Naomi Osaka didn't see what caused the uproar during the U.S. Open final she was playing against her idol, Serena Williams, so she was confused when it left the crowd booing — apparently for her.
Williams' argument with the match umpire over a coaching violation turned into a point for Osaka, then a game, in a much-maligned coaching decision that helped cement a first Grand Slam win for Osaka. But the 20-year-old said Monday that she had her back turned when the argument unfolded, so she wasn't sure why the New York City crowd was booing during the trophy presentation, which led to her apologizing for the victory.
"I felt a little bit sad because I wasn't really sure if they were booing at me or if it wasn't the outcome that they wanted," she said on the "Today" show. "I also could sympathize because I've been a fan of Serena my whole life and I knew how badly the crowd wanted to win."
Both players cried at the ceremony. Williams asked the crowd to stop booing and salute Osaka to make it "the best moment we can," while Osaka apologized to the crowd.
"I know that everyone was cheering for her and I'm sorry it had to end like this," Osaka said Saturday.
She explained Monday that she was emotional and disappointed with the outcome as well, having dreamt of winning the trophy in a competitive match.
"I felt like I had to apologize," she said.
U.S. & World
Williams' argument with umpire Carlos Ramos, which resulted in $17,000 in fines for Williams, completely overshadowed the match, whose first set Osaka dominated 6-2. The second set finished 6-4, with one game awarded to Osaka after Williams repeatedly called Ramos a thief for docking a point for a coaching violation that Williams insisted she didn't deserve.
The Women's Tennis Association joined Williams and a chorus of commentators who said the player was punished for something men get away with all the time.
Osaka said Monday that she hadn't had time to look at the news and form an opinion on what happened in the 36 hours since she won.

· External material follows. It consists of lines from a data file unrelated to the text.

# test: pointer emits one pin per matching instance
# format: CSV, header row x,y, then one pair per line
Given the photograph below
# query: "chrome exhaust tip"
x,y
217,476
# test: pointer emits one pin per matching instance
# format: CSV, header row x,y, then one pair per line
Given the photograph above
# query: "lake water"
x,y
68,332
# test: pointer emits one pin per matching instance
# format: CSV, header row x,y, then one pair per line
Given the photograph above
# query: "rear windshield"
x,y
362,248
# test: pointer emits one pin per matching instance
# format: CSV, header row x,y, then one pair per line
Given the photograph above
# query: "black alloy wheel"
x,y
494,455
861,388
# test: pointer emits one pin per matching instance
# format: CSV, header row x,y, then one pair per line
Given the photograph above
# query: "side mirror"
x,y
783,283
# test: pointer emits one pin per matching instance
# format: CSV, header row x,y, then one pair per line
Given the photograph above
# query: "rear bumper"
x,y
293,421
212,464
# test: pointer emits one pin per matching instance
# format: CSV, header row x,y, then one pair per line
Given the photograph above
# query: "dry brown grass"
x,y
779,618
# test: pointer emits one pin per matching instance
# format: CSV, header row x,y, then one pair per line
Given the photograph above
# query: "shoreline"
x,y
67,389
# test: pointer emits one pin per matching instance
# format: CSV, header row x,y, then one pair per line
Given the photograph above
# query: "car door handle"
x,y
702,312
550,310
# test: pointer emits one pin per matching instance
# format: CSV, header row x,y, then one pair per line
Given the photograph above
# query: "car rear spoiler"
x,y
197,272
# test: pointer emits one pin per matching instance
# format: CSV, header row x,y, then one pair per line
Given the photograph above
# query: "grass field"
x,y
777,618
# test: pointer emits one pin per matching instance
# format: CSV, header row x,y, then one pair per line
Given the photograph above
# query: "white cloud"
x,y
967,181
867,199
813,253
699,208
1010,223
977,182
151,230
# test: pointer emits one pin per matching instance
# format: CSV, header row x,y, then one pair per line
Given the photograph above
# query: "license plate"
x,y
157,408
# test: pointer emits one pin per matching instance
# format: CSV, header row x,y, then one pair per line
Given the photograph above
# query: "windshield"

Osaka, the first Japanese person to win the U.S. Open (her mother is from Japan and her father is from Haiti), grew up idolizing Williams. She'd played her once before, but she was very nervous because now she was matching up against Williams in a Grand Slam final.
"Right before I was walking onto the court I was freaking out a little bit, but when I went onto the court, it didn't feel like she was Serena, it felt like she was another player," Osaka said.
Williams appeared to comfort Osaka on the dais after the match, hugging her and whispering something in her ear as the crowd booed and Osaka covered her face.
Osaka didn't say Monday what Williams told her, only that it made her happy.
With the win, Osaka rises to No. 7 in the women's tennis rankings, nine places above Williams.